I also wrote a quick python script which is used to generate the above outputs, just save the JSON files in the same directory as the python script to run:

import json
bugged_json_file_path = 'bugged.JSON'
expected_json_file_path = 'expected.JSON'

with open(bugged_json_file_path, 'r') as bugged_file:
    bugged_data = json.load(bugged_file)

with open(expected_json_file_path, 'r') as expected_file:
    expected_data = json.load(expected_file)

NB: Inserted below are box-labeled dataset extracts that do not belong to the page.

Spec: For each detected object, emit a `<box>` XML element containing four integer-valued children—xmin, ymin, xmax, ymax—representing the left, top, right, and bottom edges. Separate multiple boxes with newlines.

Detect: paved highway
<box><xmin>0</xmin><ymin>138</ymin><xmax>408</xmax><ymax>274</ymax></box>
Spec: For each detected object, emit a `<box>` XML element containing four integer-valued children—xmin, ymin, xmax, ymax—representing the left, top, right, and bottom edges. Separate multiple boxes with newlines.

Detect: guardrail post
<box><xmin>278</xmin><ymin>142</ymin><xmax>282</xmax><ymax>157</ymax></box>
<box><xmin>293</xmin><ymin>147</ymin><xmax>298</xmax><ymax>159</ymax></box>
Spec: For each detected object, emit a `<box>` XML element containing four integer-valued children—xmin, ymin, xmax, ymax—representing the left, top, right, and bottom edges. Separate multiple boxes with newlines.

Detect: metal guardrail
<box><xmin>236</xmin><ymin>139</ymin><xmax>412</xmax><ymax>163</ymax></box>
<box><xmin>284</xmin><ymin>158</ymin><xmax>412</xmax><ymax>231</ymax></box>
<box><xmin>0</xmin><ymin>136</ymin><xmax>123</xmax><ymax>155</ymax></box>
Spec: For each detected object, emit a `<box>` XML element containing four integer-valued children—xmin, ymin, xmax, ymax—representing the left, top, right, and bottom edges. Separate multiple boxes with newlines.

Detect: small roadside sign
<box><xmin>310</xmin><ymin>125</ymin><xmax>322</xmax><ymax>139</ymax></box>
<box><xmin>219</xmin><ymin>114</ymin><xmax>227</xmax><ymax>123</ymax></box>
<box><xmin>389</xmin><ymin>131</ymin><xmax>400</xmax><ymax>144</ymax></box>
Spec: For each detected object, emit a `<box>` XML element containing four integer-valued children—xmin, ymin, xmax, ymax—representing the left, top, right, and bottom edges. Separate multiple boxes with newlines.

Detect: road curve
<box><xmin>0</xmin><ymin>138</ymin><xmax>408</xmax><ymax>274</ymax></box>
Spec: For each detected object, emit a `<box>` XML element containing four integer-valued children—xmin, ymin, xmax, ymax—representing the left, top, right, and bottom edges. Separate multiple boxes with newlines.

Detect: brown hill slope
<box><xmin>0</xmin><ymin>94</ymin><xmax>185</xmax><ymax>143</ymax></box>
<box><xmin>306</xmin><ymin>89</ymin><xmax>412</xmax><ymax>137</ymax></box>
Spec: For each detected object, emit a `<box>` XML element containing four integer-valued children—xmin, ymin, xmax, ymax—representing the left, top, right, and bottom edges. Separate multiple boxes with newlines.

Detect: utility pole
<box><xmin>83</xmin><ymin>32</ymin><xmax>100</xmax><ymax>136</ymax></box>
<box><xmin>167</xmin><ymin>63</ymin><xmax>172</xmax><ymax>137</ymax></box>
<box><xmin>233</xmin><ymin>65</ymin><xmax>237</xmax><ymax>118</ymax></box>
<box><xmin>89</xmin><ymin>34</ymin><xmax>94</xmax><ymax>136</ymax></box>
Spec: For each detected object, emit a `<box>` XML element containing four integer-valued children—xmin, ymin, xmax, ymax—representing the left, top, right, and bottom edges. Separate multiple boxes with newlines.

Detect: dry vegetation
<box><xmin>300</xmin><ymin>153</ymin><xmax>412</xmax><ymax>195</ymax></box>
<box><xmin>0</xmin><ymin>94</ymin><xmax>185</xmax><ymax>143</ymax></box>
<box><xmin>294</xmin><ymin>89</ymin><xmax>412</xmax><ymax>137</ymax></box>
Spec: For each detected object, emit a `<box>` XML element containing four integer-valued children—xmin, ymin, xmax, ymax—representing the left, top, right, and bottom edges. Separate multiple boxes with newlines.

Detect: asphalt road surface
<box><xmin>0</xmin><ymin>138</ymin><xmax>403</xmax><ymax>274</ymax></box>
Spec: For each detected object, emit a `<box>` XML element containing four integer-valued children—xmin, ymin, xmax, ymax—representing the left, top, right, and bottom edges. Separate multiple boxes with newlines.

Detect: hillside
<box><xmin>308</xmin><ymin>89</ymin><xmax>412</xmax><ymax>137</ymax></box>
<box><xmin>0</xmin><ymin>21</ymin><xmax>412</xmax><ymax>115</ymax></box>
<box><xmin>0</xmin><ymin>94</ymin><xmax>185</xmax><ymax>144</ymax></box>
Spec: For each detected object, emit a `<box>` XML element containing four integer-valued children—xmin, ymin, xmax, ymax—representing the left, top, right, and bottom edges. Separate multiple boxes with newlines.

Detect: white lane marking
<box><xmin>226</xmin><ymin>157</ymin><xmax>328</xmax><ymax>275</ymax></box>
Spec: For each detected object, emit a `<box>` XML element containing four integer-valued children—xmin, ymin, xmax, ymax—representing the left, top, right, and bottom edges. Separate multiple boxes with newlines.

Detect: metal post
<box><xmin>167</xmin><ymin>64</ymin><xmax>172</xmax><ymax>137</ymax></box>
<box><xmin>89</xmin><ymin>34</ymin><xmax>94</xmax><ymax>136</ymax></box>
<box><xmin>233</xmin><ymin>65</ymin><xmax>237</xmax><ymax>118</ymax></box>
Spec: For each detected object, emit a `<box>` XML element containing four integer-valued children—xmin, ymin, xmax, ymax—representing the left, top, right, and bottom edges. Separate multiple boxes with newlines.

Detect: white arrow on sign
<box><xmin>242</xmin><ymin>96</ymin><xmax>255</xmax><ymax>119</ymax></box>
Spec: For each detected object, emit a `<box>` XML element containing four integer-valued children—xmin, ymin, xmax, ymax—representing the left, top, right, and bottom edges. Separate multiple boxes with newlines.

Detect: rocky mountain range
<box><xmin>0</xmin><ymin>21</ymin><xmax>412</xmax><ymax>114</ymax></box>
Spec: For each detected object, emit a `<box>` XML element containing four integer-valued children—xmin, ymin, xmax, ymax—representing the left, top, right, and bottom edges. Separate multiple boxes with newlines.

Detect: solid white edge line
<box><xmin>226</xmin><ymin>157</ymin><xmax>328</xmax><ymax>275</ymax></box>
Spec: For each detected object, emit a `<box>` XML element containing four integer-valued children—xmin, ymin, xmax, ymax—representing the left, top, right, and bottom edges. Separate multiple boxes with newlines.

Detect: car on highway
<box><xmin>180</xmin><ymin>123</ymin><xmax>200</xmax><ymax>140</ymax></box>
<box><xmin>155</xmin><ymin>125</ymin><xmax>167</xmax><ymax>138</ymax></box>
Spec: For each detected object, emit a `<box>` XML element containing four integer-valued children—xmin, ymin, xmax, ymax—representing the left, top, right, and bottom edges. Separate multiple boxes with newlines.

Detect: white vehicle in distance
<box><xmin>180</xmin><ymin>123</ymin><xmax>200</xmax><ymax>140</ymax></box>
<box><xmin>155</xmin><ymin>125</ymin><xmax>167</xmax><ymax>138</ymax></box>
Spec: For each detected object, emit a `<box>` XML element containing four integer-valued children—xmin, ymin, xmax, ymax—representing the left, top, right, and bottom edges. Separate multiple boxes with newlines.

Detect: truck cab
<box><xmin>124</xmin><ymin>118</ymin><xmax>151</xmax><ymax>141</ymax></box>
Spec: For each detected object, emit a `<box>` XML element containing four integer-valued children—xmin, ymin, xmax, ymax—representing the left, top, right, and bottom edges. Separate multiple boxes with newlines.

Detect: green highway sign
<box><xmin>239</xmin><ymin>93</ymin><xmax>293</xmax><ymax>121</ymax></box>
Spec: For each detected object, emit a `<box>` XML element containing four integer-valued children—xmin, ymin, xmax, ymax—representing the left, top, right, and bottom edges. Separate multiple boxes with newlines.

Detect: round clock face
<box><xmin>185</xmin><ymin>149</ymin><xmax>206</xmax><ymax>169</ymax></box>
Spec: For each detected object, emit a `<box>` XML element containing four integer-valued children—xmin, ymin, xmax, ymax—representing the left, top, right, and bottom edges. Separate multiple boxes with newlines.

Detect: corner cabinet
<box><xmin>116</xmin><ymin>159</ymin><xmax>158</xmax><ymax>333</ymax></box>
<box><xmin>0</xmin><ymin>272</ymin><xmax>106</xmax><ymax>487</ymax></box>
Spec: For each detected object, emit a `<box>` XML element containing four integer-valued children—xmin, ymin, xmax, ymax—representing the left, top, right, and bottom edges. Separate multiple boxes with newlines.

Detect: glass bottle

bugged_rows = bugged_data["rows"]
print("The following are output from statement:")
print("MATCH (n1)-[n3]->(n1)-[n4]->(n2)-[n5]->(n1) RETURN n1, n2, n3, n4, n5")
print()
print("The bugged output:")
for row in bugged_rows:
    print(f"({row['n1']['id']}{row['n1']['_label']}) -[{row['n3']['id']}{row['n3']['_label']}]-> ({row['n1']['id']}{row['n1']['_label']}) -[{row['n4']['id']}{row['n4']['_label']}]-> ({row['n2']['id']}{row['n2']['_label']}) -[{row['n5']['id']}{row['n5']['_label']}]-> ({row['n1']['id']}{row['n1']['_label']})")

print()
print("The expected output:")
expected_rows = expected_data["rows"]
for row in expected_rows:
    print(f"({row['n1']['id']}{row['n1']['_label']}) -[{row['n2']['id']}{row['n2']['_label']}]-> ({row['n1']['id']}{row['n1']['_label']}) -[{row['n3']['id']}{row['n3']['_label']}]-> ({row['n1']['id']}{row['n1']['_label']}) -[{row['n4']['id']}{row['n4']['_label']}]-> ({row['n1']['id']}{row['n1']['_label']})")
ray6080 commented 1 week ago

Took an initial look at the plan, the error should be due to Intersect. Will continue on this later.